The World Around Reveals 2025 Young Climate Prize Recipients

New York–based nonprofit The World Around (TWA) has announced the recipients of its 2025 Young Climate Prize. The award shines a light on designers and activists tackling pressing social and environmental problems. Applicants must be under the age of 25—"the generation enduring the brunt of climate change,” explains TWA founder Beatrice Galilee, “but the one who bears the least responsibility for creating it.”
Presented biennially, and first bestowed in 2023, this year’s prize recognizes four winners. Mohamed Salem Mohamed Ali, 23, a resident of Algeria’s Smara refugee camp, established a garden testing new approaches to desert agriculture. He hopes the project will encourage more Sahrawis to cultivate their own crops, helping address the group’s growing food insecurity. Twenty-four-year-old Kenneth Uche from Nigeria has developed a smokeless cooking fuel made from recycled agricultural waste—along with a high-performance stove—offering an affordable and clean-burning cooking technology that does not contribute to deforestation. Also from Nigeria, Amara Nwuneli, 17, is transforming an under-utilized plot of land in Lagos into a hub for climate education, using only repurposed and recycled materials. Lastly, 25-year-old Dayana Blanco Quiroga from Bolivia is adapting indigenous ecological techniques to decontaminate the heavily polluted waters of Uru Uru Lake in the Andes.

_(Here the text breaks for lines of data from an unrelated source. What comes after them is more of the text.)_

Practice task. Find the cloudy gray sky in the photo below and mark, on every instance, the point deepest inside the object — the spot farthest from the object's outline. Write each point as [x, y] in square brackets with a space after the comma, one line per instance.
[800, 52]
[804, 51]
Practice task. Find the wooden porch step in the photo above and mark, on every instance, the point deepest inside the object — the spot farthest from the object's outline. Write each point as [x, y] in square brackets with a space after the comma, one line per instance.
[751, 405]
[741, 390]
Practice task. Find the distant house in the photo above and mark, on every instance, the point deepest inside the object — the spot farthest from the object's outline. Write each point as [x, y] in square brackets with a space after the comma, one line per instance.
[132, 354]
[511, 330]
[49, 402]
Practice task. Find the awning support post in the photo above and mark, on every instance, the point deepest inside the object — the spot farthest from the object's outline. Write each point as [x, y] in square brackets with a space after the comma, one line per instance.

Winners Kenneth Uche of Nigeria and Dayana Blanco of Bolivia. Photos © Kenneth Och and Dayana Blanco, courtesy The World Around
The 2025 program, which asked for submission of a video, but did not entail a fee, references, or degree requirements, drew nearly 300 applications from 71 countries. This pool was narrowed to 25 finalists who attended a three-month-long “design academy,” meeting virtually as a group and individually with mentors selected for them from TWA’s global network. The idea, explains Galilee, was to offer support and expertise that would help the candidates develop and accelerate their projects. Among this year’s mentors were Katie Swenson, a senior principal at the non-profit architecture firm, MASS Design Group; Suchi Reddy, founder of architecture and design studio Reddymade, with work that touches on themes that include neuroaesthetics and design justice; and Germane Barnes, whose Studio Barnes investigates the relationship between architecture and identity.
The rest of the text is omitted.